Ironically, an EEA agreement, which would minimise the damage to the economy, would probably survive as a compromise. However, a Hard Brexit, whether that’s Ukraine Plus or crashing out entirely to attempt WTO rules, does not answer the question of the UK’s relationship with the Single Market. As the British increasingly become a nation of graduates, of ethnic minorities, of feminists, of Eastern European migrants and their children, and of today’s young people, the ascendancy of the Remain coalition will begin to bend British politics. After the trauma of a sharp Brexit, a legitimate nostalgia for Europe as a source of economic stability, progress, and modernity will develop into an unstoppable movement for Return.

There are only two major problems apparent with Return – the Euro, and whether Europe will want us back.
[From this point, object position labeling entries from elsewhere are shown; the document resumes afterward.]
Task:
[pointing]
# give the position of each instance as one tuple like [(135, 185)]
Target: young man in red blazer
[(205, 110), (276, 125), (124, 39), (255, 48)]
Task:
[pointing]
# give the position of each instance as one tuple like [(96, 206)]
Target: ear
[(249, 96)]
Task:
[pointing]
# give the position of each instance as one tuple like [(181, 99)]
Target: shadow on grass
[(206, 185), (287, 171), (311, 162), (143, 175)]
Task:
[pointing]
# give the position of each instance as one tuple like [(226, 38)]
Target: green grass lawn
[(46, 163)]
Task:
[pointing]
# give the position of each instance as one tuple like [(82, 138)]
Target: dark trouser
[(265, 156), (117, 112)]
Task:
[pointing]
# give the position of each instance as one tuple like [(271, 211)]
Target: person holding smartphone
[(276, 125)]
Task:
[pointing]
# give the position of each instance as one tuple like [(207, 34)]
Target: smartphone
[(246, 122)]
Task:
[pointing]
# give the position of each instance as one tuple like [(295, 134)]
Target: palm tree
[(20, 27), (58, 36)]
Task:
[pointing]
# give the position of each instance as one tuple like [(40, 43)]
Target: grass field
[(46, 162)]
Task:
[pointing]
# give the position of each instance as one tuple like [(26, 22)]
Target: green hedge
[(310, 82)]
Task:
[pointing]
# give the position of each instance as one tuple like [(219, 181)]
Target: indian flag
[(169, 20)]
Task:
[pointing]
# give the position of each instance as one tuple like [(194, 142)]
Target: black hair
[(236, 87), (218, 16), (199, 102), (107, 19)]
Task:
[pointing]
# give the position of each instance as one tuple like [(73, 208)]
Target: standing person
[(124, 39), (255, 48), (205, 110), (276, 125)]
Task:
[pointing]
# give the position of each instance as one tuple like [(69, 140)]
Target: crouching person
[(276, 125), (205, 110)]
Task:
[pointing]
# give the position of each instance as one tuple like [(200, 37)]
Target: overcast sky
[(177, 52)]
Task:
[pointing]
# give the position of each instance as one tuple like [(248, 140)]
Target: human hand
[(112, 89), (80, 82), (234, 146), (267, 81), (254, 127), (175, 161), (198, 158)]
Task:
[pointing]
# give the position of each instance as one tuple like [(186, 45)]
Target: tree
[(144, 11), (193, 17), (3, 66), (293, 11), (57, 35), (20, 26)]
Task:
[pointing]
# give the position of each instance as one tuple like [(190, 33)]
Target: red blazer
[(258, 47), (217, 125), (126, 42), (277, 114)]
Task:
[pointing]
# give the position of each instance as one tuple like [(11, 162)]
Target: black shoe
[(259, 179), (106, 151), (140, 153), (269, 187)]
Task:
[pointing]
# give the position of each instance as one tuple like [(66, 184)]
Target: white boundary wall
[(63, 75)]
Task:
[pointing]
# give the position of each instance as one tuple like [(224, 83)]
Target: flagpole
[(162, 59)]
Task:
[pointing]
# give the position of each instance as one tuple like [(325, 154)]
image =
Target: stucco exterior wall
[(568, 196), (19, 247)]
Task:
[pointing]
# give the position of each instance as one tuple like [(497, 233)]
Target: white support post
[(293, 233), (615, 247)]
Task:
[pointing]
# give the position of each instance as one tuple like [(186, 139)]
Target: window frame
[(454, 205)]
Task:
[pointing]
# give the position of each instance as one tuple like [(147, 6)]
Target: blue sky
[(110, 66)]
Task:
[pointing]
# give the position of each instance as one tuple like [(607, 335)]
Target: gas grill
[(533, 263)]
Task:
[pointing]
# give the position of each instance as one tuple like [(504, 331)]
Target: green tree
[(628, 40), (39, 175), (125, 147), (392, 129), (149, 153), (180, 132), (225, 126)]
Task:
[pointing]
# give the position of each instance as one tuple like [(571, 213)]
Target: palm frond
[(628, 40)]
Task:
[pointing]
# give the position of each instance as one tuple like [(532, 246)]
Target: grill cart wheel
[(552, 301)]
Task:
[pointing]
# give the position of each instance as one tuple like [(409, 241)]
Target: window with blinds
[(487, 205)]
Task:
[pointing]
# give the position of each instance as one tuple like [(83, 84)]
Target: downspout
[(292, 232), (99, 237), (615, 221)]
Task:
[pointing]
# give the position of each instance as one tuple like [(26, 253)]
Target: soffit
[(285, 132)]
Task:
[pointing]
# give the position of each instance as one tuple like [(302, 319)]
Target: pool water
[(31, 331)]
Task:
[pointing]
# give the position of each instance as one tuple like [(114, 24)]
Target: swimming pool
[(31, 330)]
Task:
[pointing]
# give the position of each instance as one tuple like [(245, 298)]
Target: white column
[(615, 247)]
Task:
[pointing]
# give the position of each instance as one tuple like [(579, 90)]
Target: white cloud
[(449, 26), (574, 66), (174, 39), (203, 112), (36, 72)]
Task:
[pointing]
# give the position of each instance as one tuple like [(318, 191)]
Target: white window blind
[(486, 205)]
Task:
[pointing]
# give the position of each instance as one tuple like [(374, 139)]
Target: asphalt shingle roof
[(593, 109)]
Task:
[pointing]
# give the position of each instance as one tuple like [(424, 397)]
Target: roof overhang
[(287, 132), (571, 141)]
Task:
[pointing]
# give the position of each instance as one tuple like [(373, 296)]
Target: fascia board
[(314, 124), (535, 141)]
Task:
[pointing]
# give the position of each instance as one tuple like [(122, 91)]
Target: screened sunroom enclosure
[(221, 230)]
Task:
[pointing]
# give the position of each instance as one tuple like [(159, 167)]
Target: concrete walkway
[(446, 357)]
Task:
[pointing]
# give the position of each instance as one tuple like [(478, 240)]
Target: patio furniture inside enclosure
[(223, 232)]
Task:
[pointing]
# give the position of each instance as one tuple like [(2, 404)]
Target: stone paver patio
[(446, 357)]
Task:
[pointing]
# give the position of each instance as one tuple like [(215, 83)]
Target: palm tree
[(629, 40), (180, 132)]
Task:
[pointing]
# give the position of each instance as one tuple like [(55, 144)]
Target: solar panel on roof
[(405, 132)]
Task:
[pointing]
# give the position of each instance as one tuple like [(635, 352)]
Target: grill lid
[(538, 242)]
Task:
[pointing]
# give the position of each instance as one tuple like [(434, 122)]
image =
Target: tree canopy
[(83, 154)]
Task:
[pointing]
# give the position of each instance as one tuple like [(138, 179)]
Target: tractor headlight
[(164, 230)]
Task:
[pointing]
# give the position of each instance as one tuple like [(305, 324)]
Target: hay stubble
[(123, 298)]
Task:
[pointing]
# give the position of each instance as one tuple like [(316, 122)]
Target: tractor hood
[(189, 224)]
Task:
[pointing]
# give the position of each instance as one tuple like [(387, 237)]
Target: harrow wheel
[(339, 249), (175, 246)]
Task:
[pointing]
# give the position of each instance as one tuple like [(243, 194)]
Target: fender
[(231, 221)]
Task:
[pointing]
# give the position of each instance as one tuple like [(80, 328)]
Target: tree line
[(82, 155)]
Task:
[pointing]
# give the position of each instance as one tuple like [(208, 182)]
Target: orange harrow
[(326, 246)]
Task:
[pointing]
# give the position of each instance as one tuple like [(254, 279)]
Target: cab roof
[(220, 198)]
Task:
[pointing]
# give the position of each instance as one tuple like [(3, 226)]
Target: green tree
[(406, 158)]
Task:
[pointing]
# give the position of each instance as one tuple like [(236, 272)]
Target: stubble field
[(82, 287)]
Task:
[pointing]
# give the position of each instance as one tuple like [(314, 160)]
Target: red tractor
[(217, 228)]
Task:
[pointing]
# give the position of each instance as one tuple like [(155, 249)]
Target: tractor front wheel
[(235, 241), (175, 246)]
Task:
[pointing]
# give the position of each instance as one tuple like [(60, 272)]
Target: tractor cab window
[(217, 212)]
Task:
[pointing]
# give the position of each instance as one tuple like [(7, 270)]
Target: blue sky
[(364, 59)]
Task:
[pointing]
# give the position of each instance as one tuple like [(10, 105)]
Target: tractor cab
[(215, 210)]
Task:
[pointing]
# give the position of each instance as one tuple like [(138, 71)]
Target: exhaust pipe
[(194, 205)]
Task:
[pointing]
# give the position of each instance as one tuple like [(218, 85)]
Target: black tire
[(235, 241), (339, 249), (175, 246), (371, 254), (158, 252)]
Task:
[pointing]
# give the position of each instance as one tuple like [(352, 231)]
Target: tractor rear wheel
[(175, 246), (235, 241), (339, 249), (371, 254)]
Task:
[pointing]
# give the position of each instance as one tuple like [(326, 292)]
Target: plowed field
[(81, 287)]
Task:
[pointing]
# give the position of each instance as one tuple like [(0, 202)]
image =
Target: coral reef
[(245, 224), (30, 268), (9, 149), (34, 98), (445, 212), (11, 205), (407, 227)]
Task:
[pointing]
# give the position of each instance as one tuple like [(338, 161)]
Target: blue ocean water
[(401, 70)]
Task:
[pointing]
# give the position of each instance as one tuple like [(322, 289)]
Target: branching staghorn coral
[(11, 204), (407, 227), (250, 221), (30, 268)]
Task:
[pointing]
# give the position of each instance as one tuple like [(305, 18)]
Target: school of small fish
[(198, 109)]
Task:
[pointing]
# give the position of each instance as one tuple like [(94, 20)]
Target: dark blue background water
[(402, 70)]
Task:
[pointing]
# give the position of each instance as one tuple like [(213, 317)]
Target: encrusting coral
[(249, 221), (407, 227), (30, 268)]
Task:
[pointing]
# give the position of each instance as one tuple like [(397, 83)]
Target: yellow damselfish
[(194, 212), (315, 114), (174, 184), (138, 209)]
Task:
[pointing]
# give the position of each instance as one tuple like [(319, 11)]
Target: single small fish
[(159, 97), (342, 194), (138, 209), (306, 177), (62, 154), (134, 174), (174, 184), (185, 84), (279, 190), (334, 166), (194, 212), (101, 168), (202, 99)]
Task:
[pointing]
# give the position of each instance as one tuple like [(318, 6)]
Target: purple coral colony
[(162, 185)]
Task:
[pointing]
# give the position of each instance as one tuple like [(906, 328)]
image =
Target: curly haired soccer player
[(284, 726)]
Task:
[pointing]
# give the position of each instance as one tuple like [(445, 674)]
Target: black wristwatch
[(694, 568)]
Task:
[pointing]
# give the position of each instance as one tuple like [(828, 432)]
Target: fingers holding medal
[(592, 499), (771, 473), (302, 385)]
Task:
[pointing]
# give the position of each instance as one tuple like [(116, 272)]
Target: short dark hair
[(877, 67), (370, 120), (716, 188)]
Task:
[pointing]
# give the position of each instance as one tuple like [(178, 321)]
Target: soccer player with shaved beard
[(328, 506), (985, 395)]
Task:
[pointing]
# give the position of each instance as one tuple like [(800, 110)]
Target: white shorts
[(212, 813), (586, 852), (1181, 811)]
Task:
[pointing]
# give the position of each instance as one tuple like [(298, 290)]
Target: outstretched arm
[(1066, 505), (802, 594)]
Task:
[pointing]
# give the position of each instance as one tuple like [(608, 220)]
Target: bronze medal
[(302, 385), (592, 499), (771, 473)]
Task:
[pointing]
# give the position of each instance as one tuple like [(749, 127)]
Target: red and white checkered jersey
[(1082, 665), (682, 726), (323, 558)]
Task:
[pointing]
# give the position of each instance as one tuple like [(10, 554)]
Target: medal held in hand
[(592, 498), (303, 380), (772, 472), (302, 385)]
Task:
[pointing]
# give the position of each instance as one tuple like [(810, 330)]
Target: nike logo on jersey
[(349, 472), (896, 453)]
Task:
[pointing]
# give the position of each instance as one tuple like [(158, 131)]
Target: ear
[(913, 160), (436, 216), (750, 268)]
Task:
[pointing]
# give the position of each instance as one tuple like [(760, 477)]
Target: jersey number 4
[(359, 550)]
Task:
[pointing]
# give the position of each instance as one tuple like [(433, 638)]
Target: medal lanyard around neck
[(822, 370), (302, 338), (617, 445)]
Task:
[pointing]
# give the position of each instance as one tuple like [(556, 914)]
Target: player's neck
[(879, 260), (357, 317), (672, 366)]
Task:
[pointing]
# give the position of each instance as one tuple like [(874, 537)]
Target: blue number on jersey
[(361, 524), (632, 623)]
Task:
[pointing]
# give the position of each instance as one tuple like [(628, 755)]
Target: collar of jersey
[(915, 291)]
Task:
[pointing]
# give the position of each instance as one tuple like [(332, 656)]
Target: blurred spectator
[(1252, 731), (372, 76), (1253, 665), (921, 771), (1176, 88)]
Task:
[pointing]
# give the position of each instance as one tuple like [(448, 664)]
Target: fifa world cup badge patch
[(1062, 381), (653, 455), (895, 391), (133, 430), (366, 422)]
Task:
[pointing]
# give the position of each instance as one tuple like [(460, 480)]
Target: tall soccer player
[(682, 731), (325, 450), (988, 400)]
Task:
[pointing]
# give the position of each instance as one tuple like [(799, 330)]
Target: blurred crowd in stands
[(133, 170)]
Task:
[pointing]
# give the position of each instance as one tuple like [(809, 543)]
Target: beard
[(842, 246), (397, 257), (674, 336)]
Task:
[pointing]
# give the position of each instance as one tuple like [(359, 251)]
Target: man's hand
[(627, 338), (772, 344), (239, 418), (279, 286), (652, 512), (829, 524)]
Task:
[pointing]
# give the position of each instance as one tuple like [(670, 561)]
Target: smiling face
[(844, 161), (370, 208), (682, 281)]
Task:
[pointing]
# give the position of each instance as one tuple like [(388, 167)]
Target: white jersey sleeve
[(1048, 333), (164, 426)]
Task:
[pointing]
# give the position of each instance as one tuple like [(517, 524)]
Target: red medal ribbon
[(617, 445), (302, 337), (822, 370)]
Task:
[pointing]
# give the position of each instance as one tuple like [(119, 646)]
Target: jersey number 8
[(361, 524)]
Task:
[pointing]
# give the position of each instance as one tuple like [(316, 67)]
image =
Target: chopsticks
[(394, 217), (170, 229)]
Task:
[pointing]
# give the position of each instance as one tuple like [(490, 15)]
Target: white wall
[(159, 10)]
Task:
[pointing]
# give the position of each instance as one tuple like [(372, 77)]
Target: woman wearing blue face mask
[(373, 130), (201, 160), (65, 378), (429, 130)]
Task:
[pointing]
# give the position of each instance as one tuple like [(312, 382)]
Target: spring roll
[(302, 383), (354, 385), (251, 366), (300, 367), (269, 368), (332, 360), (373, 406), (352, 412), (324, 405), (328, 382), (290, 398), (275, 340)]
Neatly, these solve each other. For the European Union to survive the twenty years until Britain is politically ready to Return, the Euro’s structural problems will need to be solved beyond the considerable work it has already received under the bonnet. Thankfully, countries such as Spain and Ireland are showing that the Euro can work with domestic reform. British membership of the Euro, after the drama of the plummeting pound would then offer a potential route for us to credibly commit to be a stable partner in Europe.

Return will aim to secure economic prosperity for Britain and democratic control over European policy in order to solve the contradictions of Britain’s historic relationship with Europe and the failure of the doomed Brexit project. The job of Labour and Remain now is not to fight a lame rear-guard action for a lost referendum, but to accept the result whilst preparing for the post-Brexit debate. As in the 1960s and 70s, after realising our historic mistake, Europe will re-emerge as the best way to bring economic revival, social peace and unity, and political purpose to Britain.